Prior to oral argument, the defendant informed the court that he had filed a petition in bankruptcy and requested that this appeal be stayed pursuant to § 362 (a) (1) of the Bankruptcy Code. 11 U.S.C. § 362 (a) (1).
The pertinent portion of that statute provides: “(a) Except as provided in subsection (b) of this section, a petition filed under section 301, 302 or 303 of this title or an application filed under section 5 (a) (3) of the Securities Investor Protection Act of 1970 (15 USC 78eee (a) (3)) operates as a stay, applicable to all entities, of
“(1) the commencement or continuation, including the issuance or employment of process, of a judicial, administrative, or other proceeding against the debtor that was or could have been commenced before the commencement of the case under this title, or to recover a claim against the debtor that arose before the commencement of the case under this title . . . .”

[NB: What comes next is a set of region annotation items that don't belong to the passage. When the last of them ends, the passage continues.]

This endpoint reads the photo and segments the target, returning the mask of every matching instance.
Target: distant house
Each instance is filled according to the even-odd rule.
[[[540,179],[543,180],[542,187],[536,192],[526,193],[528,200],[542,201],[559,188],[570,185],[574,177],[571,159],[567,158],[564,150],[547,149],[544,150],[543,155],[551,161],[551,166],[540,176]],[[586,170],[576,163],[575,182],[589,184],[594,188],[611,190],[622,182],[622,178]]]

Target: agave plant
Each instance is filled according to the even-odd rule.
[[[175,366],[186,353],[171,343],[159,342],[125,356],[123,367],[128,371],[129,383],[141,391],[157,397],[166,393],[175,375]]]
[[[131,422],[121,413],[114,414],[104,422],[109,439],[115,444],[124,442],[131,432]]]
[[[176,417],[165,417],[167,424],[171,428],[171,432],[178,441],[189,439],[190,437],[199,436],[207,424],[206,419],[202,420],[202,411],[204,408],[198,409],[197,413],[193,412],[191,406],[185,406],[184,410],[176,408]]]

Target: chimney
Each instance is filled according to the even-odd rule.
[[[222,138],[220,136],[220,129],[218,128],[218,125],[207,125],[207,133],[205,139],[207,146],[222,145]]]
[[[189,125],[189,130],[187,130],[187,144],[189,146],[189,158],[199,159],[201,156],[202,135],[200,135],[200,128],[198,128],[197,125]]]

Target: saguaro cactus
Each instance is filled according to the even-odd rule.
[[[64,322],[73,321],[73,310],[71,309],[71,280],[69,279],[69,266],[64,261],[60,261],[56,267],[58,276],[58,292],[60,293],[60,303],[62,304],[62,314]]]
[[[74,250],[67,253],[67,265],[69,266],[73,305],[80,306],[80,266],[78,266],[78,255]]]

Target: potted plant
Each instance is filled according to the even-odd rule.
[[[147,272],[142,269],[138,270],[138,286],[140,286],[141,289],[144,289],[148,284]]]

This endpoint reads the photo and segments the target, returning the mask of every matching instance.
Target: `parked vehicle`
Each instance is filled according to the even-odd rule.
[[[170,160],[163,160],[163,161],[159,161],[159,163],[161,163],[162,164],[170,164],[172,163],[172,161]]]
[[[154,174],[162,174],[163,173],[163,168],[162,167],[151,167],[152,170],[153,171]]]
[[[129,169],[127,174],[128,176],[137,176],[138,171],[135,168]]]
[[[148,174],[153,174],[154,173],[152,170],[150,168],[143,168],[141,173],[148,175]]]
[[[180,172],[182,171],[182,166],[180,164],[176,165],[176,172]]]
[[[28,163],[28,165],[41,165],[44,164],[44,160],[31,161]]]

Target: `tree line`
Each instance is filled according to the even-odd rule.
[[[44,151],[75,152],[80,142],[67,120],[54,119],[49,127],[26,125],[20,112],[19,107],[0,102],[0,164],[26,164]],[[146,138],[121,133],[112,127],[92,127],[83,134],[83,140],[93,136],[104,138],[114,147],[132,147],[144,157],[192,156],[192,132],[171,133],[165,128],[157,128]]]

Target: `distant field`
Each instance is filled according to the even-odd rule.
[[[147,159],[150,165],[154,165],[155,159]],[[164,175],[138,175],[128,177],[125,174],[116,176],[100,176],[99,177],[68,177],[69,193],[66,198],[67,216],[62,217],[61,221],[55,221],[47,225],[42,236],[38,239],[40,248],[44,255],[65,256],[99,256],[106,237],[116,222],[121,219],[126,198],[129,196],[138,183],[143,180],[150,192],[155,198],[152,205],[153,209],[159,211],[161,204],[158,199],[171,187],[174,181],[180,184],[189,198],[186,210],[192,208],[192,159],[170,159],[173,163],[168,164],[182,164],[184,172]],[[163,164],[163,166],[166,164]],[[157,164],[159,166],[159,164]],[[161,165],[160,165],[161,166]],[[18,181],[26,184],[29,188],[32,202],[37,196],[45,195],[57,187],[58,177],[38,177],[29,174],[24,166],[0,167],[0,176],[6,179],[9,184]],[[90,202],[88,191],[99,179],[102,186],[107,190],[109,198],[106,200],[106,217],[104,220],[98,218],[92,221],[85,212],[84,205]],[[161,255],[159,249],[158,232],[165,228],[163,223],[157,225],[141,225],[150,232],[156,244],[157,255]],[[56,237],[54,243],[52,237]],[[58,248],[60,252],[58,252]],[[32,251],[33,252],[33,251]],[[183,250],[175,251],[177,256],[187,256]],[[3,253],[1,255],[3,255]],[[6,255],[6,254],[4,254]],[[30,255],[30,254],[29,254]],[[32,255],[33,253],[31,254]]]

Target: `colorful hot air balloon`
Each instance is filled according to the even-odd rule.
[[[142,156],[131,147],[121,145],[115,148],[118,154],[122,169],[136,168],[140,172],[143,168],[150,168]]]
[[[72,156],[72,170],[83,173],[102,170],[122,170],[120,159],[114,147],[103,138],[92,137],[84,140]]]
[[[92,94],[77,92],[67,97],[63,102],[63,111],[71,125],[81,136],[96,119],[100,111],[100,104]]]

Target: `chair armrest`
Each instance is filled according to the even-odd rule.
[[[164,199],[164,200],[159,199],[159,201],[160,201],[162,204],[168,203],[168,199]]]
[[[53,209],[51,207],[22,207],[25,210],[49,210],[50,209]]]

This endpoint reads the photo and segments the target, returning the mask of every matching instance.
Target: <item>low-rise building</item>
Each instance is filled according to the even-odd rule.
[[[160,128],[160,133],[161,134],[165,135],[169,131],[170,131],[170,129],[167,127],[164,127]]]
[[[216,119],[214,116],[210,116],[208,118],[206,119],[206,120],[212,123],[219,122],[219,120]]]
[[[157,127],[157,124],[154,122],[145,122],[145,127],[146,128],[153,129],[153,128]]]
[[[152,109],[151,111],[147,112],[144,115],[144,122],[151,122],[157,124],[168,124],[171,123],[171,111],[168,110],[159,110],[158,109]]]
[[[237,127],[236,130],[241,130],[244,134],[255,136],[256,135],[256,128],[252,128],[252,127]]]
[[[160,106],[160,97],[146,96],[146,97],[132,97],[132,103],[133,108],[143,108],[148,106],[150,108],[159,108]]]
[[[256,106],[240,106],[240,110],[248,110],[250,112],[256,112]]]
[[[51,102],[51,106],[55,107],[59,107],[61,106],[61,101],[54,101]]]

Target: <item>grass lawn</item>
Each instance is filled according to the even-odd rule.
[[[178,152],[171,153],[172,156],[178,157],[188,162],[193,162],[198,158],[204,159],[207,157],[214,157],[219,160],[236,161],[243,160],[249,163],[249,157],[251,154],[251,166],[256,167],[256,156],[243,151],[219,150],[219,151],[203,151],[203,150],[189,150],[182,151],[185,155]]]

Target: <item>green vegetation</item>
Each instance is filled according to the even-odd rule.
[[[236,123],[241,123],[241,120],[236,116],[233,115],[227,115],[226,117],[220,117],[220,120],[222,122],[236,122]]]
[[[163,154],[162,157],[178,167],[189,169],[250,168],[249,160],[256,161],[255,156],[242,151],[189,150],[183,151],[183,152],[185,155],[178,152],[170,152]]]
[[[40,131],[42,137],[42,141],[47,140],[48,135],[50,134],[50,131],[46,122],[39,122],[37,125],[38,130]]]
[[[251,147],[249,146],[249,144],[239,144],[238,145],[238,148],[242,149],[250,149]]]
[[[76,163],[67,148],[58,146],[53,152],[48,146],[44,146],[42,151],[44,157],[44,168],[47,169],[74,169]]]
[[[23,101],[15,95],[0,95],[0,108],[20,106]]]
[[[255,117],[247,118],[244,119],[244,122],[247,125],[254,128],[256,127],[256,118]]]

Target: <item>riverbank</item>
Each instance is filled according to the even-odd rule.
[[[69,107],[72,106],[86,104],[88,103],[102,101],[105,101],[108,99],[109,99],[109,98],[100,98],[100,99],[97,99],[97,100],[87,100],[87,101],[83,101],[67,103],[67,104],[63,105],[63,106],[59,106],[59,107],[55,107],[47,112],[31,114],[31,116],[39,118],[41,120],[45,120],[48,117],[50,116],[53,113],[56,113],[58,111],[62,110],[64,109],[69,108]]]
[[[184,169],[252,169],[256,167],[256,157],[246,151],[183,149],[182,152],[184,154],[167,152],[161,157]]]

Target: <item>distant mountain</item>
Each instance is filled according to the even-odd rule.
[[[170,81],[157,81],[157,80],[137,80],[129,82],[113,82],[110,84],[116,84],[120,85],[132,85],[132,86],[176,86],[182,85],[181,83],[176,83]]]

We agree with the Appeals Court of Massachusetts that an appeal filed by the debtor is not a judicial proceeding against the debtor and, therefore, the petition in bankruptcy does not stay the present appeal. Marine Midland Bank v. Herriott, 10 Mass. App. 743, 412 N.E.2d 908 (1980); accord Shop in the Grove v. Union Federal Savings & Loan Assn., 425 So. 2d 1138 (Fla. Dist. Ct. App. 1982); Accredited Associates, Inc. v. Shottenfeld, 162 Ga. App. 575, 292 S.E.2d 417 (1982). Since this case must be remanded for further proceedings in accordance with this opinion, the question remains as to whether any further proceedings in this matter by the trial court are stayed by the provisions of the Bankruptcy Code, 11 U.S.C. § 362 (a) (1). When a judgment is set aside, the parties return to the status they had prior to the rendering of the judgment. Wendland v. Ridgefield Construction Services, Inc., 190 Conn. 791, 796-97, 462 A.2d 1043 (1983); Maltbie, Conn. App. Proc. § 345. On remand, the judicial proceeding will be an action against the debtor and consequently the proceedings will be stayed. Cf. Cathey v. Johns-Manville Sales Corporation, 711 F.2d 60, 62 (6th Cir. 1983).